Reagan answer to Mexican 'illegals' -- let them in and license them

Twice a year, a young Mexican named Juan illegally crosses the chaparral and rocky slopes of the United States border. He makes his way to New York, where he works in restaurants and earns wages seven times those in his native village.

His brief sojourns under hardship and secrecy, like those for a rising number of poor Mexicans who migrate in and out of the US, are likely to get the attention of Congress and a new president in 1981.

President-elect Ronald Reagan's advisers are working on a program to allow temporary visas for large numbers of Mexicans who, like Juan and a majority of undocumented workers, seek to earn money which they can take back to Mexico.

In September campaign speech in Texas, Mr. Reagan promised to admit Mexican workers "for whatever length of time they want to stay."

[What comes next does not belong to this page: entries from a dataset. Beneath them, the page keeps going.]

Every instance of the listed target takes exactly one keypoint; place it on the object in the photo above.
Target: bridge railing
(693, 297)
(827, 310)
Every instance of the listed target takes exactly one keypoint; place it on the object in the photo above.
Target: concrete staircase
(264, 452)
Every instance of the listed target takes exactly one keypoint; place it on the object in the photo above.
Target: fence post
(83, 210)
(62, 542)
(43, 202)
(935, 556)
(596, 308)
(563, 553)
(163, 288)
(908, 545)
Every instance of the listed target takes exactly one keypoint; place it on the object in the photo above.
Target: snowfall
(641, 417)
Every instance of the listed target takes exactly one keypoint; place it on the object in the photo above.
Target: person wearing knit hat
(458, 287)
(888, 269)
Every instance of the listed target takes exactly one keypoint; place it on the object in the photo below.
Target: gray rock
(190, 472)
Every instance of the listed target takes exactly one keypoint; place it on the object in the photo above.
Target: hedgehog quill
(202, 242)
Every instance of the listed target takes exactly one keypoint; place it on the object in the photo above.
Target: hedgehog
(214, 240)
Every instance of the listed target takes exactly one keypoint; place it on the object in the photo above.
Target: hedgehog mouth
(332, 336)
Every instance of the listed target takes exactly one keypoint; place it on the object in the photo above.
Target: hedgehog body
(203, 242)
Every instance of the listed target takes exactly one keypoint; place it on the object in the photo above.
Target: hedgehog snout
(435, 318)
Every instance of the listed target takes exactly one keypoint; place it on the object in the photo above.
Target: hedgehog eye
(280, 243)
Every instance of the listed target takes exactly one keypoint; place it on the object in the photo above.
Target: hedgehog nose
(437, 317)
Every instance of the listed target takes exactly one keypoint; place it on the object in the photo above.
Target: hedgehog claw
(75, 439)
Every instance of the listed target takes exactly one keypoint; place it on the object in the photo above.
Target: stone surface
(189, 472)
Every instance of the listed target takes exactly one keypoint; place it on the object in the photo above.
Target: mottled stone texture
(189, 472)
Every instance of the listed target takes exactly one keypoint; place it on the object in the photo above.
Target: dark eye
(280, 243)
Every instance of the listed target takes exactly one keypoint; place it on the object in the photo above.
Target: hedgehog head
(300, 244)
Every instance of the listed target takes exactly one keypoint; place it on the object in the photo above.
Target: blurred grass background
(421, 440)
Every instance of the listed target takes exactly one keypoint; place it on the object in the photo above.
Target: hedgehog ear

He went further than some Southwestern US governors, who met with their Mexican counterparts in June and advocated visas for "guest workers" of only three of 12 months. Questions remain on whether any Reagan initiative would be tied into amnesty for present illegal residents, beefed up border patrols, employer sanctions, or higher quotas for permanent Mexican immigrants.

Legalizing the Mexican labor flow will be just one measure likely to come up next year as sudden waves of migrants to the US, such as Cubans and Cambodians, have increased pressures to rewrite US immigration laws, many of which date to the 1920s.

In ealy 1981, a presidential commission will begin to offer recommendations to Congress on the entire scope of illegal and legal entrants. Among preliminary proposals is a Mexican guest-worker program of limited scope, coupled with penalties on employers who hire Mexicans illegally.

"We are taking immigrants in greater quantity than in recent history and at a time of recession," says Jerry Tinker, immigration specialist on the US Senate Judiciary Committee. A committee report finds, "The choice between the admission of foreign workers on a legal or illegal basis. . . will have to be made in the 1980s."

By far, Mexicans comprise the largest illegal immigration, with estimates of 0.5 million to 4 million undocumented workers in the US. Social scientists, studying US trends, predict that demand for Mexican workers will increase by 5 million to 15 million for the next two decades as fewer young Americans enter the labor market, and women and minority workers move out of unskilled jobs.

This floating population also raises long- held American fears of "an invasion of aliens," says David D. Gregory, sociologist at Dartmouth College. "Temporary immigration runs counter to the nation's traditional intellectual and moral framework based upon the popular misconception that immigrants in our past have invariably sought to become permanent US citizens."

Historically, however, about one-third of all immigrants to the US from most nations eventually return to their home countries or leave the US, according to recent studies for the Select Commission on Immigration and Refugee Policy.

A Republican-controlled Senate and White House are expected to favor US businesses which have sought a more open border with Mexico that would allow a larger labor pool.

"Democrats are under too much pressure from US labor," says Jorge Bustamante, a Mexican sociologist. "Republicans are inclined to look at just the economic benefits of immigration."

One possible barrier to a temporary visa program, however, is traditional US labor opposition against greater Mexican migration on grounds it would take jobs away from Americans. REcent court rulings, however, have begun to allow undocumented workers to be unionized, a move that has given a few labor leaders new ideas about possibly gaining new union members and improving working conditions generally.

"There is a chance of attitude in the AFL- CIO on documented aliens," acknowledges Communications Workers of America official Rudi Mendoza, a US citizen by birth who is of Mexican descent.

President Carter's secretary of labor, Ray Marshall, contends that if the illegal flow of Mexicans were stopped, unemployment would be below 4 percent. Yet several studies indicate temporary Mexican workers contribute to the US economy by paying taxes, spending 70 percent of their earnings here, and turning down social services for fear of being caught.

In fact, some researchers contend that more Mexican workers would help bolster the ailing social security system.

"The ultimate solution, t seems to me, is to help our friends in Mexico to push forward with the great national project of creating an agricultural and industrial base that offers better opportunities for all the Mexican peo ple," said Reagan Sept. 16 in Harlingen, Texas.

A nation of 67 million people with 65 percent under 24 years of age and 48 million not working, Mexico's fertility rate has dropped from 3.6 percent to 2.9 percent in the last few years, reported President Jose Lopez Portillo in October. But the decrease is not least another decade.

President Lopez Portillo last year launched a program to stimulate 4.2 percent yearly increase in jobs. But, points out Dr. Wayne Cornelius, director of the US-Mexican relation program at the University of California at Davis, despite the nation's new oil wealth, job-creating efforts can be expected to only absorb new workers but make no appreciable reduction in the backlog of unemployed workers.

And he adds: "There has been a long-term demand in the US for Mexican workers , and it is increasing."